Cite as: https://hdl.handle.net/21.11116/0000-0001-0744-B

Abstract

We have previously identified a Rho protein, RhoD, which localizes to the plasma membrane and the early endocytic compartment. Here, we show that a GTPase-deficient mutant of RhoD, RhoDG26V, causes hyperplasia and perturbed differentiation of the epidermis, when targeted to the skin of transgenic mice. In vitro, gain-of-function and loss-of-function approaches revealed that RhoD is involved in the regulation of G1/S-phase progression and causes overduplication of centrosomes.

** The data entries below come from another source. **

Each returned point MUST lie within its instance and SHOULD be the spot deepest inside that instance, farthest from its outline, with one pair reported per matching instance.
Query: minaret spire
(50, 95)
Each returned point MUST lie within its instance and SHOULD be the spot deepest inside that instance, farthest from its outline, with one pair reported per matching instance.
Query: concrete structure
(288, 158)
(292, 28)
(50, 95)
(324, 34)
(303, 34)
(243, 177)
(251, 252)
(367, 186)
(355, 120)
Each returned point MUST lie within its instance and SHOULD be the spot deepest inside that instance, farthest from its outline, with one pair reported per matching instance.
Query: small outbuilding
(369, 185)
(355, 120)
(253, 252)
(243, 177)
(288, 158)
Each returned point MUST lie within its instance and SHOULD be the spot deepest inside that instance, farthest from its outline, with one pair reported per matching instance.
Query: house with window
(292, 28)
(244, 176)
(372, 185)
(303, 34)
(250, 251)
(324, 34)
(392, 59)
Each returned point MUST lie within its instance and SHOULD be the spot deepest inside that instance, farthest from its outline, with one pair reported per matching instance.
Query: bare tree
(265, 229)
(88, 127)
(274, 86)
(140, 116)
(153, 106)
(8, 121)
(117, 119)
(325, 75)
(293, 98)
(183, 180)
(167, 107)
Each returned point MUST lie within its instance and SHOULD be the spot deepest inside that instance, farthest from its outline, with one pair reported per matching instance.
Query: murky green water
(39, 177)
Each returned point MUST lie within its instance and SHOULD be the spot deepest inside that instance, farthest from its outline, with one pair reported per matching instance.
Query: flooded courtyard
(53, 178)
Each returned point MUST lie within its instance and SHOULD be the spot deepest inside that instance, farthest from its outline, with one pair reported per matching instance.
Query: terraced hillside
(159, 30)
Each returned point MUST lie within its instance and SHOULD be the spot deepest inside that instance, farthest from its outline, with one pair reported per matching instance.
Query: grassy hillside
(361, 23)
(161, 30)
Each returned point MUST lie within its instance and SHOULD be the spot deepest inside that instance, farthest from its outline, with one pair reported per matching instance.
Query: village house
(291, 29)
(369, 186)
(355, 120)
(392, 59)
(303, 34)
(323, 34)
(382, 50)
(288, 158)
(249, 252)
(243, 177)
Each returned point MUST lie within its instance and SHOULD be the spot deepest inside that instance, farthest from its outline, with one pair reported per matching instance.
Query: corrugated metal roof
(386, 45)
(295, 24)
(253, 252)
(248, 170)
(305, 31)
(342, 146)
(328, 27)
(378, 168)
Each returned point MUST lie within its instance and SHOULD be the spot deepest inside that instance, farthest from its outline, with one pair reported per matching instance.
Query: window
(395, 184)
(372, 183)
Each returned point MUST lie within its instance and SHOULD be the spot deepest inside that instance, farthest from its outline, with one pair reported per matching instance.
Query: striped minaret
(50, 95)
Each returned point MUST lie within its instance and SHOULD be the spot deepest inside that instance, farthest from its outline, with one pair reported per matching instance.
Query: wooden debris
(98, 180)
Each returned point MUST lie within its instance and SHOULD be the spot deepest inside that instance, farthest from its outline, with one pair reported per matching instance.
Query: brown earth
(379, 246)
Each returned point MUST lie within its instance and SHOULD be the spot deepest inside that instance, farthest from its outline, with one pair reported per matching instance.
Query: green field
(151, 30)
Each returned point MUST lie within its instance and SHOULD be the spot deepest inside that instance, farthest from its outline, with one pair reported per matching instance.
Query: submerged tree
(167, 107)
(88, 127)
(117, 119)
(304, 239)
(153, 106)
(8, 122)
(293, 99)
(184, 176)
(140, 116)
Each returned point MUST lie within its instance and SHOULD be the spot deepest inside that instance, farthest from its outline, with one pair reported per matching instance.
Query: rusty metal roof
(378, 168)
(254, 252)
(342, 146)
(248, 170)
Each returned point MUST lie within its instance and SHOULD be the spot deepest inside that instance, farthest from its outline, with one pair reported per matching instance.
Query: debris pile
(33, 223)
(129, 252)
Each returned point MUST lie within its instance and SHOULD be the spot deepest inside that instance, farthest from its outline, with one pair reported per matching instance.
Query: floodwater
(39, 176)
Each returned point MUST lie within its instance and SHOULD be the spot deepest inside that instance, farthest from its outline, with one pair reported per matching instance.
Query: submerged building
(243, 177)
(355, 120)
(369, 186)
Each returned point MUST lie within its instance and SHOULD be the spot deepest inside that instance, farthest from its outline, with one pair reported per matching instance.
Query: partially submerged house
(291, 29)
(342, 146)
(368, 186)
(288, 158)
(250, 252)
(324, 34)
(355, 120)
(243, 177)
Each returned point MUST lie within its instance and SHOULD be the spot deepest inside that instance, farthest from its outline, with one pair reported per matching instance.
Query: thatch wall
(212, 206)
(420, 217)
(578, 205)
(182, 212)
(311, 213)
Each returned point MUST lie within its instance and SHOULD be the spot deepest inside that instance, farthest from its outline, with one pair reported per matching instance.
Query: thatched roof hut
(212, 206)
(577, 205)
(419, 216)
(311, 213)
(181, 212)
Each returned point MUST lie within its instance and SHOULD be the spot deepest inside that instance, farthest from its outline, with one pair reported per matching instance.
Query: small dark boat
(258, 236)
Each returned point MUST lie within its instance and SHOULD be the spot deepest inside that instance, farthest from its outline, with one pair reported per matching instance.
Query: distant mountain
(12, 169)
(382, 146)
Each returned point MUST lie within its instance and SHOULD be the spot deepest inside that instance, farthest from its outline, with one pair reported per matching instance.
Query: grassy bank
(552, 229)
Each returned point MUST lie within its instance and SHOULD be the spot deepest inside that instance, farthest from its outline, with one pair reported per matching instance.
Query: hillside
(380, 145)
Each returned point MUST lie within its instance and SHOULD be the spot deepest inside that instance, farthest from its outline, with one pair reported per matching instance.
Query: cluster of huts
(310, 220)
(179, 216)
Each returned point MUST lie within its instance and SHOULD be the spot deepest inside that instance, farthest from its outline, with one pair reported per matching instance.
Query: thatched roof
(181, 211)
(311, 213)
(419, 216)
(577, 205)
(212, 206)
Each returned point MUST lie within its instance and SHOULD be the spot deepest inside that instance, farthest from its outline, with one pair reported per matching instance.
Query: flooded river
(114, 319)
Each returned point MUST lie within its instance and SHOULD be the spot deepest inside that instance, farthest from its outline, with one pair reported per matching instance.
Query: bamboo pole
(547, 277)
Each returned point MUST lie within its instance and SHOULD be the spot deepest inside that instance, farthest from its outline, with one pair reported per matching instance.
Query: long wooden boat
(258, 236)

Centriole overduplication assays in aphidicolin-arrested p53-deficient U2OS cells, in which the cell and the centrosome cycles are uncoupled, revealed that the effects of RhoD and its mutants on centrosome duplication and cell cycle are independent. Enhancement of G1/S-phase progression was mediated via Diaph1, a novel effector of RhoD, which we have identified using a two-hybrid screen. These results indicate that RhoD participates in the regulation of cell-cycle progression and centrosome duplication.Oncogene advance online publication, 4 June 2012; doi:10.1038/onc.2012.195.